Once we got Will settled, we had to find a school for Ethan. Ethan is a neurotypical five-year-old. We really wanted public school for him. I think it's important in these formative years for them to be around different types of people from different cultures and different experiences. And I felt like academically, a good public school would be great for him. We picked our house because it was in the area that would give us preference for Hynes.
When we went through the OneApp process, we chose 14 schools on the first round. We got nothing. I think I chose eight schools in the second round. He was waitlisted for a couple, but he was like 200-something. Impossible. I never thought that he wouldn't get into any public school. It's public school! Coming from other areas, there’s no question. I went into panic mode. I started looking at the private schools, feverishly calling and emailing, and did end up enrolling him at a local Catholic school as a backup.
My Navigator, Ileana, was like, well, the next opportunity is late enrollment. But that’s not until two weeks before school starts! She said it can work, and she encouraged me to go through with it. The first day I went down there, I had no idea what I was getting myself into. I got there around 7 o'clock, and I was like the 100th person in line. I didn't even stay. I thought, well, I must plan on being the first person there. If that list is updated first thing in the morning and there's something at Hynes UNO, I get it. If there's not, at least I’ve really tried every possible option.
I got out there on Monday morning at 5 o’clock, and there were already two other people waiting. One was waiting for preschool. But the other guy was like, “I only want one school—Hynes UNO.” So I thought, oh gosh, if there’s one seat this guy is going to get it. But the list got updated, and there were no spots at Hynes UNO.
Tuesday was the last day of late enrollment. Since it was my one last shot, I upped my game and got there at 4:30 in the morning. I was the first person there. The website updated around 6 or 6:30, and there was a spot at Hynes UNO. I completely freaked out. It’s such a huge relief, such a good feeling.
We’re super happy there. Ethan's definitely challenged. They're sending extra work home for him in the areas that he's excelling. I think they really meet the kids where they are. He's much more himself in this environment than he was at the Christian preschool that we sent him to in Tennessee. He seemed very ashamed when he came home from that school. Ethan is very artistic. He likes to express himself. If he wants to dress up in a princess costume, at his prior school they were not accepting of that. In public school in New Orleans, they don’t care. You gotta have costumes. He's right where he belongs.
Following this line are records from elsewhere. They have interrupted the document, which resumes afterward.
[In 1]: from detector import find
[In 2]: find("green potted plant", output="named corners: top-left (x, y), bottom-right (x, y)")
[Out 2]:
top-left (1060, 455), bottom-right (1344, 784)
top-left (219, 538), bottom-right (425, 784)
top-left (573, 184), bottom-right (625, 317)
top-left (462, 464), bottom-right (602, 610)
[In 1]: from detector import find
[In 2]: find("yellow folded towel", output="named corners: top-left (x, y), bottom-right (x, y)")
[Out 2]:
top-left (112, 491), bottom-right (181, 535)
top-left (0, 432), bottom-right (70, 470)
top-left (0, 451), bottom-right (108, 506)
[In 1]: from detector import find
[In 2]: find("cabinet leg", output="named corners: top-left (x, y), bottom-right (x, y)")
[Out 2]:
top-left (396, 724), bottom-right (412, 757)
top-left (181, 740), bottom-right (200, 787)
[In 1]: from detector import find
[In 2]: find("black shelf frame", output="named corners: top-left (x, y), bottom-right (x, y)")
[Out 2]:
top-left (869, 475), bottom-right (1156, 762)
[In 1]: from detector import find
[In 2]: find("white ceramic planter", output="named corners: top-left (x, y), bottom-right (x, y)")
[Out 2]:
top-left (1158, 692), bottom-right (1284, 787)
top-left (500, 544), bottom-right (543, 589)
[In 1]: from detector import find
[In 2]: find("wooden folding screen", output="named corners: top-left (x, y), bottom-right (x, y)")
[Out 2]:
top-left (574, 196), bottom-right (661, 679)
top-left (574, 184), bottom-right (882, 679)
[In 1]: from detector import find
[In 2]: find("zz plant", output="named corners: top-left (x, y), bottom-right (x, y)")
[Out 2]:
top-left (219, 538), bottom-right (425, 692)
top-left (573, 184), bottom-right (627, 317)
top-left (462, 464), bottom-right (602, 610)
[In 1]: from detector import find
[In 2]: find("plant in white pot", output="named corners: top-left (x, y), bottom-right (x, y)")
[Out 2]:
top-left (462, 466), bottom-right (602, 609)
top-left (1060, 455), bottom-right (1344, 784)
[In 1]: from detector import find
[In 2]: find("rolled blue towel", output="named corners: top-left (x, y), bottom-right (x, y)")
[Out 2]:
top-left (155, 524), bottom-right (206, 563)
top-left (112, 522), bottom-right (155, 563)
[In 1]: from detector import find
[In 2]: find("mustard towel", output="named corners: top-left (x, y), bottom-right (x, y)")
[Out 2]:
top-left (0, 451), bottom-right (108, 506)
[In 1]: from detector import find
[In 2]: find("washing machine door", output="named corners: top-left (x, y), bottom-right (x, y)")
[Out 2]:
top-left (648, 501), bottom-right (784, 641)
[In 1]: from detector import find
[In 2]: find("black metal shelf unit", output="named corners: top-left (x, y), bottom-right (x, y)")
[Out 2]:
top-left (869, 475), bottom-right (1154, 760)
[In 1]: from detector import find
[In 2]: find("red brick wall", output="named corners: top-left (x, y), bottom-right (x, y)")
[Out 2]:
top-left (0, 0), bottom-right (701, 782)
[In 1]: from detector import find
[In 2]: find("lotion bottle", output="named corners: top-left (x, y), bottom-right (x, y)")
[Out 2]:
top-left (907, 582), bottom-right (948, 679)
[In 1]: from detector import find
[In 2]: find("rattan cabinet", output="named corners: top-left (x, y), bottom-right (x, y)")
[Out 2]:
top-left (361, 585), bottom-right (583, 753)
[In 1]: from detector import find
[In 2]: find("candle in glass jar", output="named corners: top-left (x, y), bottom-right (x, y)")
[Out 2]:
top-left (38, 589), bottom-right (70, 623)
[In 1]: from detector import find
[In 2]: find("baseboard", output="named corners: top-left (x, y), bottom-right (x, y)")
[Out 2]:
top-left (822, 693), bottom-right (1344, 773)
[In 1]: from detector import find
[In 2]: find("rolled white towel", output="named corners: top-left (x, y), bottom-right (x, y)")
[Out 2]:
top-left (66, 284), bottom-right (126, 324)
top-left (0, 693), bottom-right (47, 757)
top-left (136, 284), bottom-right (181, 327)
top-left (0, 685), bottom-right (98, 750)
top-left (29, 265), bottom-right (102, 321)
It’s been such an emotional roller coaster, from going through Will's process to then switching gears to place Ethan. Ileana gave me a lot of very unbiased, objective information about the different options. She threw all the darts at the wall. I wouldn't have been able to do it without her, with either child. I probably wouldn't have put the effort into the late enrollment process had Ileana not reassured me. She gave me that boost I needed—you can do this, power through. This is the most insane way to register for kindergarten in the world. But Ileana reminded me that it’s five days of my life for nine years of my kid’s education.”